Vultures ‘buying restructured loans’

Regulated banks may have sold large amounts of soured mortgages last year to unregulated loan owners — the so-called vulture funds — but only after the loans were restructured, a leading debt expert has said.

Paul Joyce, senior policy analyst at the Free Legal Advice Centres, Flac, said that the latest Central Bank mortgage arrears figures suggest the vulture funds unexpectedly acquired large amounts of good quality loans because the mainstream banks who were selling the loans struck restructuring deals with their distressed customers before the sales. The Central Bank figures show that the number of loans held by vulture funds more than doubled to almost 25,470 at the end of December from September and they now control over €4.1bn in mortgages in the Republic.

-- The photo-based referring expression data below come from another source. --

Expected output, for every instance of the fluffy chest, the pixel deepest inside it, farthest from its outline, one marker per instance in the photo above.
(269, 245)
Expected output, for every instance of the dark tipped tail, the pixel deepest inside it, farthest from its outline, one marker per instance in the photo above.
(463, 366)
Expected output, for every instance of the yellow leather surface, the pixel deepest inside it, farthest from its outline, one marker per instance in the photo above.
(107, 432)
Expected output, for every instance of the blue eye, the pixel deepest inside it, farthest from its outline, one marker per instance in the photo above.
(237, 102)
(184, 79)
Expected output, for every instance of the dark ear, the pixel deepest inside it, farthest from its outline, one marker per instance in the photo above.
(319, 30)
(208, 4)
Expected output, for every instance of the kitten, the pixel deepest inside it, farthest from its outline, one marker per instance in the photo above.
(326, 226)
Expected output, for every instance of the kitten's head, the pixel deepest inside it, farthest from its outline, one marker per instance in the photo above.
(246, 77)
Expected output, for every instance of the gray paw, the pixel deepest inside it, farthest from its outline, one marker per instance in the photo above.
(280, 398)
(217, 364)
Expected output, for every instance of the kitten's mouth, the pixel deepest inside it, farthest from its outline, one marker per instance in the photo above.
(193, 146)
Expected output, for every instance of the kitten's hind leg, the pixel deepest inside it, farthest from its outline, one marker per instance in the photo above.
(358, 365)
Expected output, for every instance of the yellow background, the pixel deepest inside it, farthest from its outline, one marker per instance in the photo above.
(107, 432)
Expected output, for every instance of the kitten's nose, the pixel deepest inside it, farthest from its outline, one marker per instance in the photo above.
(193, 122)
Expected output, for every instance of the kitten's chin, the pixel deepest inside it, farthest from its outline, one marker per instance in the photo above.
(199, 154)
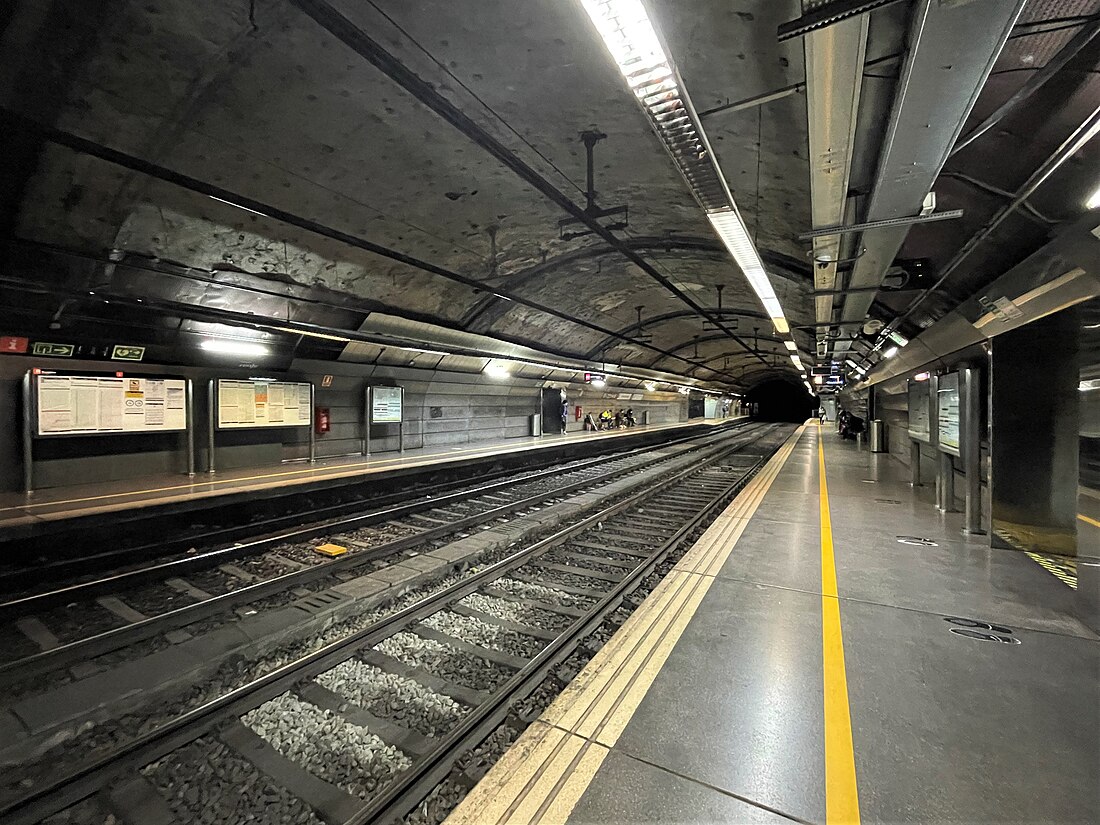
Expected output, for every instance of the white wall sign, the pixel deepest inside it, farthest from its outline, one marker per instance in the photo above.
(920, 424)
(947, 413)
(77, 404)
(385, 405)
(252, 404)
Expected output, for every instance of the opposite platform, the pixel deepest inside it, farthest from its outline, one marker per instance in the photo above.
(802, 663)
(19, 510)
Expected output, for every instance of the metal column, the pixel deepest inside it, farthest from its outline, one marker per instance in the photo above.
(190, 428)
(945, 484)
(970, 415)
(312, 426)
(28, 436)
(211, 420)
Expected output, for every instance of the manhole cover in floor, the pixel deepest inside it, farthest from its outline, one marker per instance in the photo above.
(982, 636)
(981, 630)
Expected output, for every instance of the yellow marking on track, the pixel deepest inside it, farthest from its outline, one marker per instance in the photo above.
(842, 796)
(543, 774)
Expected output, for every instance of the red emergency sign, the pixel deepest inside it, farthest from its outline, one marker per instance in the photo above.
(10, 344)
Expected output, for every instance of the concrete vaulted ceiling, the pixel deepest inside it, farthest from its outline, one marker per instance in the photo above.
(373, 202)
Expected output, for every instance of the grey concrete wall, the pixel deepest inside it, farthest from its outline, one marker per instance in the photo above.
(441, 409)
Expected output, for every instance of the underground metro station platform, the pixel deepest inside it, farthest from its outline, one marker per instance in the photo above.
(601, 410)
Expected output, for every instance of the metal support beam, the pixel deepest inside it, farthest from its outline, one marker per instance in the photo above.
(371, 51)
(135, 164)
(970, 425)
(754, 101)
(827, 15)
(952, 50)
(1080, 135)
(1033, 84)
(949, 215)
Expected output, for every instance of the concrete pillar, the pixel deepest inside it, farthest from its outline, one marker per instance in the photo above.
(1034, 436)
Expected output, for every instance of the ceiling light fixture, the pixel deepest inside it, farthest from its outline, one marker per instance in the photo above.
(229, 347)
(496, 370)
(1093, 200)
(633, 43)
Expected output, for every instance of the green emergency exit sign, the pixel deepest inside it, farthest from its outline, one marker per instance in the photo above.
(57, 351)
(128, 353)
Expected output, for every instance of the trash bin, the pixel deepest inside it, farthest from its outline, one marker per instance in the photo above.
(878, 436)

Other non-bank entities, or credit firms which are regulated, hold 59,189 loans worth almost €9.8bn.

Permanent TSB and Ulster Bank launched loans sales last year and they and other lenders have not ruled out major sales of non-performing loans this year.

The banks have repeatedly said that they must sell troubled mortgages to meet the demands of their ECB regulators to reduce the large amounts of crisis-era loans on their books.

Mr Joyce said the figures suggest that after buying the loans from the regulated banks that the vulture funds own fewer troubled loans than expected.

It is likely that many loans were restructured under the terms of the Central Bank’s Code of Conduct on Mortgage Arrears by the main lenders ahead of the sales, Mr Joyce said.

“It raises the question whether the vulture funds will stick to the restructured deals,” he said.

The Central Bank figures show that a total of 63,246 residential mortgages were in some sort of arrears at the end of the year, down from 64,510 in September.

Of those, the number mortgages in arrears for over two years fell slightly, to 27,551 from 27,998.

By the end of the year, a total of 111,504 mortgages had been restructured.

A third of all restructured mortgages involve “arrears capitalisation” deals where lenders put the arrears onto the outstanding loans, the figures show.

David Hall, head of the Irish Mortgage Holders Organisation, said he feared many of the restructured deals struck with borrowers were “unrealistic” and that “a future time bomb is being created”.